I see how the argument can be made for the convenience - personalization merely eliminates the things you aren't interested in and surrounds you with things more relevant and helpful to you.
But at what point does this non-elected personalization begin to shape your personhood?
The triangulate your preferences, personality, gender, age, location, and bombard you with images, text, sounds, ideas that they think fit you. There can only be so much psychological resistance to this kind of gradual and constant coercion. After seeing the same ads (in my case, they're usually music/instrument related) on every webpage I visit, the same targeted ads, it seeps in from the periphery until suddenly I'm on ebay and I'm buying a looping station for $370 (a steal!) even though I've never used effects pedals with my music, and I have NO IDEA how to use a damn looping station (the damn thing has 7 pedals on it).
Also, I have no income.
So now owe my best friend $370 because Ebay wouldn't take my debit card and he has a paypal account which he let me use, I still can't make passable music on the damn pedal, and I see even MORE ads for similar products on every webpage I visit.

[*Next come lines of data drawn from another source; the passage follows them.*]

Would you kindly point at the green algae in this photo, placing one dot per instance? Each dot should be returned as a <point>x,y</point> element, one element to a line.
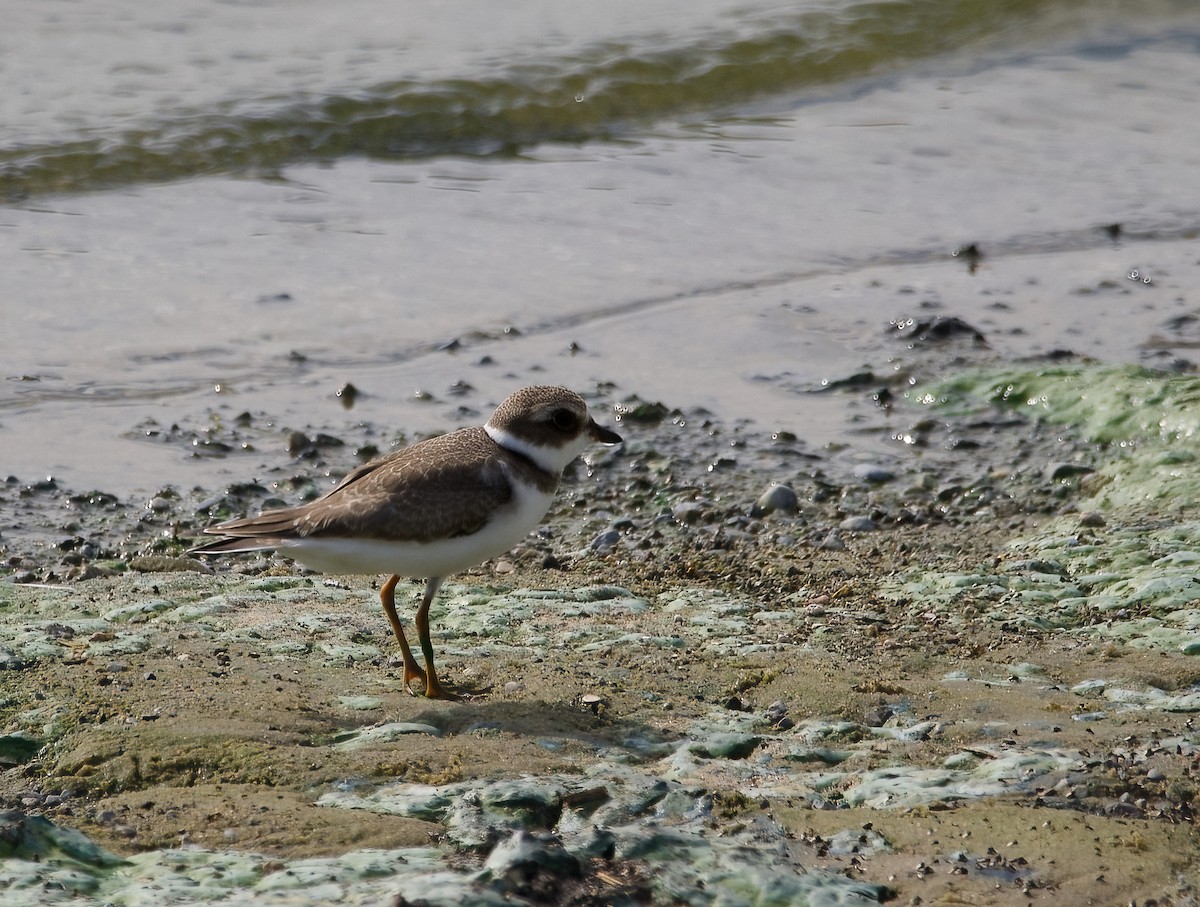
<point>1132,581</point>
<point>1107,404</point>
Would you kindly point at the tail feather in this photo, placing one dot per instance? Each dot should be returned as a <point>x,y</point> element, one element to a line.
<point>235,546</point>
<point>261,533</point>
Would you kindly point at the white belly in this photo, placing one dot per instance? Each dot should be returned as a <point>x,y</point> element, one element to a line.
<point>438,558</point>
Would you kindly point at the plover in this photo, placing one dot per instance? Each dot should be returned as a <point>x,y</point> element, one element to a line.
<point>432,509</point>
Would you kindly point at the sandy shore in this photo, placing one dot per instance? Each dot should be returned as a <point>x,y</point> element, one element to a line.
<point>964,678</point>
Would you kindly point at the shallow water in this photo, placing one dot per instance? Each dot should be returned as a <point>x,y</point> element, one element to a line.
<point>736,206</point>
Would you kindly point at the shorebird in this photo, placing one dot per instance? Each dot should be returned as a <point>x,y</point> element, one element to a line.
<point>432,509</point>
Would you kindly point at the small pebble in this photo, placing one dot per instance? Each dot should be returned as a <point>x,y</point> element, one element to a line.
<point>777,497</point>
<point>858,524</point>
<point>833,541</point>
<point>605,540</point>
<point>874,473</point>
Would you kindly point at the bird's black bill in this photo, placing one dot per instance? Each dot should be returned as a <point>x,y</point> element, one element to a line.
<point>605,436</point>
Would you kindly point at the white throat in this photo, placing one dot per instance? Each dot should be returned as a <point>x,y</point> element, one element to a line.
<point>551,458</point>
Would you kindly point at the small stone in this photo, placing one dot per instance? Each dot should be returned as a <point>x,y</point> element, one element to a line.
<point>1065,472</point>
<point>832,541</point>
<point>605,540</point>
<point>874,473</point>
<point>777,497</point>
<point>858,524</point>
<point>688,512</point>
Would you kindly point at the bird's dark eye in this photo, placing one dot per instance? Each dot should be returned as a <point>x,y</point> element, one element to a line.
<point>563,420</point>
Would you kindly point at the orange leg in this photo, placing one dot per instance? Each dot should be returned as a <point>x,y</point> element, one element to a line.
<point>388,596</point>
<point>433,689</point>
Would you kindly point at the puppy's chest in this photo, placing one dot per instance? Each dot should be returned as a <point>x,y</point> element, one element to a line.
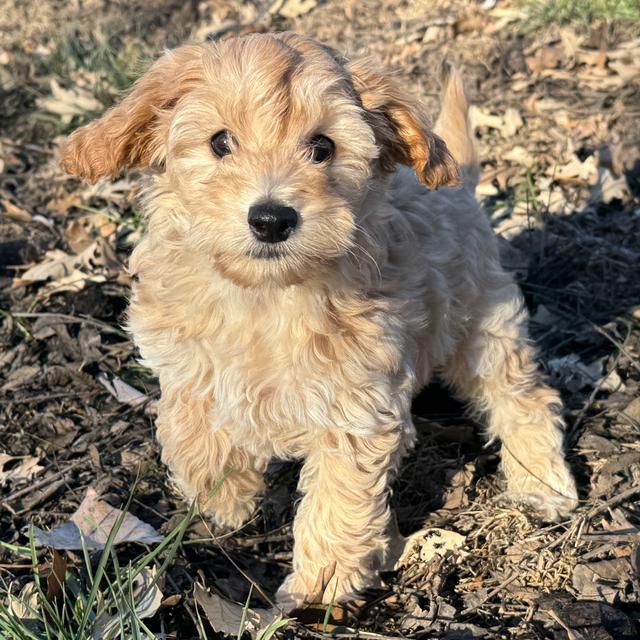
<point>281,382</point>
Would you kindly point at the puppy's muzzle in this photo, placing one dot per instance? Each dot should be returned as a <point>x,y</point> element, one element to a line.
<point>272,222</point>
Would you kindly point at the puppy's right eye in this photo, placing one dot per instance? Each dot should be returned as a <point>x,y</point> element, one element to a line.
<point>221,143</point>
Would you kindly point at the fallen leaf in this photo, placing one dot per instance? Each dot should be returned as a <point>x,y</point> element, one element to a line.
<point>20,377</point>
<point>549,57</point>
<point>15,212</point>
<point>122,391</point>
<point>602,580</point>
<point>14,469</point>
<point>423,545</point>
<point>632,411</point>
<point>92,522</point>
<point>226,617</point>
<point>144,594</point>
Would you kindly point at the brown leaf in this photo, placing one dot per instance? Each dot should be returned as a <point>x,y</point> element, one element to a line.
<point>226,616</point>
<point>92,522</point>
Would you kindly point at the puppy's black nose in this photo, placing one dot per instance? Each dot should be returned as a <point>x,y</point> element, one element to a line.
<point>272,222</point>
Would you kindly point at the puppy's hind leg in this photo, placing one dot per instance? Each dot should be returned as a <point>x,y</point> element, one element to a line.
<point>341,523</point>
<point>496,370</point>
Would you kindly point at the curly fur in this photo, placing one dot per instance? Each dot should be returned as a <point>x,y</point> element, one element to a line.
<point>317,352</point>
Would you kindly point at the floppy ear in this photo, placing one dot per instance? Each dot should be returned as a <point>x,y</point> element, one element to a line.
<point>133,133</point>
<point>402,128</point>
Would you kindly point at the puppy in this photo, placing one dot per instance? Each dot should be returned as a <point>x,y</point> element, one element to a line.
<point>296,288</point>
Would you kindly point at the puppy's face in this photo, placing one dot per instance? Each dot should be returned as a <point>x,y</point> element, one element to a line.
<point>270,144</point>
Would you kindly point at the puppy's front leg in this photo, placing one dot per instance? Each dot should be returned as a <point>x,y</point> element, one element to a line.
<point>203,462</point>
<point>497,372</point>
<point>343,516</point>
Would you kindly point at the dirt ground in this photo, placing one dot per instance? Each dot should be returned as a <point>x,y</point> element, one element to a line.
<point>557,106</point>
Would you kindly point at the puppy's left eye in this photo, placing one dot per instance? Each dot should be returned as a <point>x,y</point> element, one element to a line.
<point>221,143</point>
<point>322,148</point>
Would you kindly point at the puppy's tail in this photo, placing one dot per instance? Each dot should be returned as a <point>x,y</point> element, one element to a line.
<point>453,125</point>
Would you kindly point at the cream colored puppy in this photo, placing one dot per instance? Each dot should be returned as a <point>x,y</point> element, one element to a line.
<point>295,288</point>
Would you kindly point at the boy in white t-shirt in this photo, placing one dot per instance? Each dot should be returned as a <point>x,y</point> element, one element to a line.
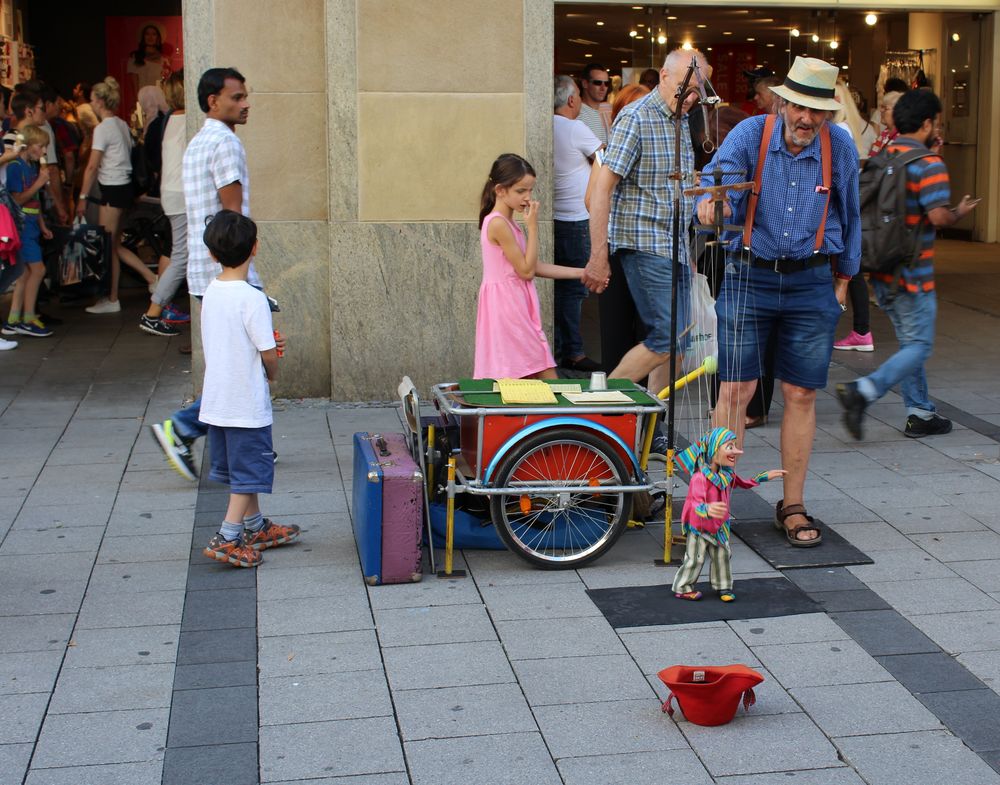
<point>241,355</point>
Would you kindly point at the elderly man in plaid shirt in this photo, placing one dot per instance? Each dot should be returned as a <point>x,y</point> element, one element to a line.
<point>632,210</point>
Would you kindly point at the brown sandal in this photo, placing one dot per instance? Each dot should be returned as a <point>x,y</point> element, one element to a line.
<point>792,535</point>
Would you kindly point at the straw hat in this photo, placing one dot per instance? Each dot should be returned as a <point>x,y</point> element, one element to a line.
<point>810,82</point>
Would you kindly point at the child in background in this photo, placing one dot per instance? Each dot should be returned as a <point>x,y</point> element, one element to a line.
<point>705,518</point>
<point>24,180</point>
<point>241,356</point>
<point>510,342</point>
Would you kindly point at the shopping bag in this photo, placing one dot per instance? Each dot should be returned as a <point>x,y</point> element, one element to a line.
<point>703,338</point>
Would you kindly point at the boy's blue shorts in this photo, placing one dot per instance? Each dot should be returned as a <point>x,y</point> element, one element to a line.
<point>242,458</point>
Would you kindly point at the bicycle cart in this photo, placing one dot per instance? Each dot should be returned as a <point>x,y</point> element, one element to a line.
<point>559,478</point>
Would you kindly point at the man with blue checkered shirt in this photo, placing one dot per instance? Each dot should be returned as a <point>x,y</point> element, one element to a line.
<point>788,271</point>
<point>632,211</point>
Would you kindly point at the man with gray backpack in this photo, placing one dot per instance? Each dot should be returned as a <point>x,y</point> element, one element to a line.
<point>904,200</point>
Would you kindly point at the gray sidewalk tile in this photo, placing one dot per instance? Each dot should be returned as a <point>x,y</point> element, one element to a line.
<point>217,715</point>
<point>118,688</point>
<point>747,744</point>
<point>654,651</point>
<point>908,758</point>
<point>347,611</point>
<point>884,632</point>
<point>329,652</point>
<point>639,768</point>
<point>962,631</point>
<point>35,633</point>
<point>804,628</point>
<point>820,664</point>
<point>610,728</point>
<point>329,749</point>
<point>449,712</point>
<point>581,680</point>
<point>543,638</point>
<point>112,774</point>
<point>446,665</point>
<point>325,696</point>
<point>936,672</point>
<point>101,737</point>
<point>864,709</point>
<point>558,601</point>
<point>508,759</point>
<point>445,624</point>
<point>22,716</point>
<point>219,764</point>
<point>972,715</point>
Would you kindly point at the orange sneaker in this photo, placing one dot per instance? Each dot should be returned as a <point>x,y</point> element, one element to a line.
<point>235,552</point>
<point>271,535</point>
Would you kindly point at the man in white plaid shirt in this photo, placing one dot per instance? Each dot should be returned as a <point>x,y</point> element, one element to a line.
<point>215,178</point>
<point>632,209</point>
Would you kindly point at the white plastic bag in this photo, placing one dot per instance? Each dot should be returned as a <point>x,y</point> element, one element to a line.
<point>702,339</point>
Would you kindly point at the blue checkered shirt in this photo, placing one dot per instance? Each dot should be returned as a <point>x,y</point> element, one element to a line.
<point>790,209</point>
<point>641,152</point>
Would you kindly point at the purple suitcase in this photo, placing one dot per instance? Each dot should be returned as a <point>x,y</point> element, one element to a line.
<point>388,508</point>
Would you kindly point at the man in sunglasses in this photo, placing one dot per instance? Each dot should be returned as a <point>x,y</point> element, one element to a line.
<point>596,111</point>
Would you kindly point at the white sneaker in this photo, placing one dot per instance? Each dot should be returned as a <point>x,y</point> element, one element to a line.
<point>104,305</point>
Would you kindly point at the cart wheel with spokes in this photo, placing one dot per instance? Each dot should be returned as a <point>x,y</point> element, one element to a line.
<point>575,524</point>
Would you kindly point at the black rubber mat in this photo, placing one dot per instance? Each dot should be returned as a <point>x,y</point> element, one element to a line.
<point>645,606</point>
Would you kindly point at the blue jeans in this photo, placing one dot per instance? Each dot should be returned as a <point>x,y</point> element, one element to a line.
<point>912,315</point>
<point>572,249</point>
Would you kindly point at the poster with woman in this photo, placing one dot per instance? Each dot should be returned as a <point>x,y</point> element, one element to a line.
<point>141,50</point>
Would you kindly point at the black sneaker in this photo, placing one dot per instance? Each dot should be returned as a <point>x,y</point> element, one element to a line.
<point>157,327</point>
<point>917,427</point>
<point>854,404</point>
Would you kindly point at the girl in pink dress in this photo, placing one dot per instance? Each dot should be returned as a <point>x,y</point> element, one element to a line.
<point>510,342</point>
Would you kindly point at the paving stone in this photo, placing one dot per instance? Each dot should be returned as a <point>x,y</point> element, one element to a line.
<point>198,647</point>
<point>219,764</point>
<point>580,680</point>
<point>820,664</point>
<point>922,756</point>
<point>864,709</point>
<point>507,759</point>
<point>325,696</point>
<point>330,652</point>
<point>638,768</point>
<point>746,745</point>
<point>937,672</point>
<point>962,631</point>
<point>541,638</point>
<point>972,715</point>
<point>654,651</point>
<point>446,665</point>
<point>884,632</point>
<point>149,773</point>
<point>101,737</point>
<point>329,749</point>
<point>446,624</point>
<point>347,611</point>
<point>223,715</point>
<point>804,628</point>
<point>607,728</point>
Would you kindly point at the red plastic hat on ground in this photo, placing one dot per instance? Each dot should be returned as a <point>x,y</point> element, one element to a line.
<point>710,694</point>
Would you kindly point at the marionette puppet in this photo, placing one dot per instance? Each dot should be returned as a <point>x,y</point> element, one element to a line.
<point>705,519</point>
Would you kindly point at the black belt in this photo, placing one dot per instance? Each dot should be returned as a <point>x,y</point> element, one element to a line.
<point>785,266</point>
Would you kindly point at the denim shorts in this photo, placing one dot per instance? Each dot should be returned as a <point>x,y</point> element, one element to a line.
<point>242,458</point>
<point>801,307</point>
<point>649,277</point>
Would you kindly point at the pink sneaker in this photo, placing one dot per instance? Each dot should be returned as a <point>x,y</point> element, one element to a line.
<point>856,342</point>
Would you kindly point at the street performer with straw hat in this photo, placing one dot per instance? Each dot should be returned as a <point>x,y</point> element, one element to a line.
<point>787,271</point>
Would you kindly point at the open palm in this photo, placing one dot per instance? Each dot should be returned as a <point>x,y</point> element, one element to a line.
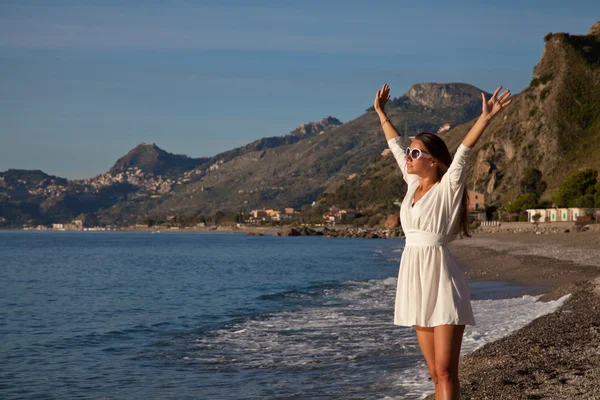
<point>496,103</point>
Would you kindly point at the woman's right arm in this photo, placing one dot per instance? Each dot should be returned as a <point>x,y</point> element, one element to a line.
<point>394,139</point>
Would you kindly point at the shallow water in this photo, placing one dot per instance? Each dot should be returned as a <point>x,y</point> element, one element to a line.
<point>112,315</point>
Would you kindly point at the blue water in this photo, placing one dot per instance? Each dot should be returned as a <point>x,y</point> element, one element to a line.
<point>113,315</point>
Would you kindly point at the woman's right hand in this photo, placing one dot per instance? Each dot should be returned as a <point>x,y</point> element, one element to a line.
<point>381,98</point>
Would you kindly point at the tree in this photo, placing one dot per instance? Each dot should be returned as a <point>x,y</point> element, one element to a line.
<point>577,185</point>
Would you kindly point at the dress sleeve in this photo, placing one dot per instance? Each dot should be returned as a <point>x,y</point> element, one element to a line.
<point>395,145</point>
<point>456,172</point>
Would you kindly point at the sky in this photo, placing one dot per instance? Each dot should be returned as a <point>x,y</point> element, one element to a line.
<point>83,82</point>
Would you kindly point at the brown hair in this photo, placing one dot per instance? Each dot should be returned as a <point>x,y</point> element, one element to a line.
<point>438,149</point>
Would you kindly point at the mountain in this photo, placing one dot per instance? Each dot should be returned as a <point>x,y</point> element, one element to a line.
<point>294,173</point>
<point>553,126</point>
<point>150,158</point>
<point>281,171</point>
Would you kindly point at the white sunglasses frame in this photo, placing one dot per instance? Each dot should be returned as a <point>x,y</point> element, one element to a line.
<point>420,153</point>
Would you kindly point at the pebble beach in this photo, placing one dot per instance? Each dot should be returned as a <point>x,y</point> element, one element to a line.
<point>556,356</point>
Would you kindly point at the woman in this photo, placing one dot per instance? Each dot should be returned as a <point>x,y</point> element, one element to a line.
<point>432,293</point>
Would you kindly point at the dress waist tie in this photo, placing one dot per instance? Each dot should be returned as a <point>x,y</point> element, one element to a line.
<point>422,238</point>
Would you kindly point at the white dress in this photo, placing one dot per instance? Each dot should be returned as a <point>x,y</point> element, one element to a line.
<point>432,288</point>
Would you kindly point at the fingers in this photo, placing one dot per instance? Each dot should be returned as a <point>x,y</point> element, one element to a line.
<point>504,96</point>
<point>496,92</point>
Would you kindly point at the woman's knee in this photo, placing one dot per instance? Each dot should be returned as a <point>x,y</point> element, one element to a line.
<point>433,375</point>
<point>445,373</point>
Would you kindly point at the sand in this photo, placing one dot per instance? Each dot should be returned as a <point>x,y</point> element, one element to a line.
<point>556,356</point>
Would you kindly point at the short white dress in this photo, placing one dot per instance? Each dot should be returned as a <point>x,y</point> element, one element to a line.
<point>432,289</point>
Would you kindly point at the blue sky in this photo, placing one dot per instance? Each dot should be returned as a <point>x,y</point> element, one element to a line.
<point>83,82</point>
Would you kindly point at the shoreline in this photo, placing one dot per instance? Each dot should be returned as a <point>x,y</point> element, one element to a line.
<point>557,355</point>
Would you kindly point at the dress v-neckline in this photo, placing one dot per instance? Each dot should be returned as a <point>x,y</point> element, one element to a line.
<point>413,203</point>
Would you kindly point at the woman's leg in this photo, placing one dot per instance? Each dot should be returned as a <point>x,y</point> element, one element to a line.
<point>447,341</point>
<point>425,338</point>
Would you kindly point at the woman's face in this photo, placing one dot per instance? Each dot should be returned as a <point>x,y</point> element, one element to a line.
<point>422,166</point>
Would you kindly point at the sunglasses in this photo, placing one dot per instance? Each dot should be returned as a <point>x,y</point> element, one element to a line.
<point>416,153</point>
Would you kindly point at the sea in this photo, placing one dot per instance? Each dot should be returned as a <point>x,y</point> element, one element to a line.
<point>122,315</point>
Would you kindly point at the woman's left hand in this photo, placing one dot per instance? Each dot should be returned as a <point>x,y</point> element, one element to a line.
<point>494,105</point>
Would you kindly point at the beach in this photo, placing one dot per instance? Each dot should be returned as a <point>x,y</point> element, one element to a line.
<point>557,356</point>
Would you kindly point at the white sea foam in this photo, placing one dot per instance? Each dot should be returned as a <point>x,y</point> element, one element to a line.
<point>495,319</point>
<point>353,325</point>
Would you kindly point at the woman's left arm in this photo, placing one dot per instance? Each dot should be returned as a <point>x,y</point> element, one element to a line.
<point>489,109</point>
<point>455,175</point>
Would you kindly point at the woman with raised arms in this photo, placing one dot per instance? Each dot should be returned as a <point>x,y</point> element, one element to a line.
<point>432,293</point>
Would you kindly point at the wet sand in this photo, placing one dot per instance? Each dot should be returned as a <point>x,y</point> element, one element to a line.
<point>556,356</point>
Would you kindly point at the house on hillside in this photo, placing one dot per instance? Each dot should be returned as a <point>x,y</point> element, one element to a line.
<point>560,214</point>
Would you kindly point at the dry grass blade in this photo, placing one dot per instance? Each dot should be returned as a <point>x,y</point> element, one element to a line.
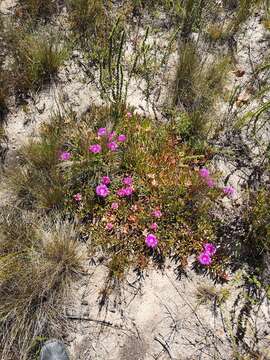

Anyways, my personal case aside, I completely agree with the sentiment (as expressed in Lori Andrews' piece) that the internet, the once golden public sphere of the future, is now being used as a tool to further isolate and separate people's experiences, forcing them into cookie-crafted web-identities for the sake of more accurate and affective marketing,
-James G.

1 comment:

  1. James, I like your point here about customization (or personalization), encapsulated very well in your question "But at what point does this non-elected personalization begin to shape your personhood?" You are right to suspect that customization is not simply about tailoring one's online experience to the preexisting, already complete "you"... that it does, in fact, play a part in shaping who you are what you might become (or buy!). The anecdote about lending your computer to your mother suggests that it might be instructive (if a bit embarrassing) to swap computers with other people, to foreground the amount of targeted marketing that occurs.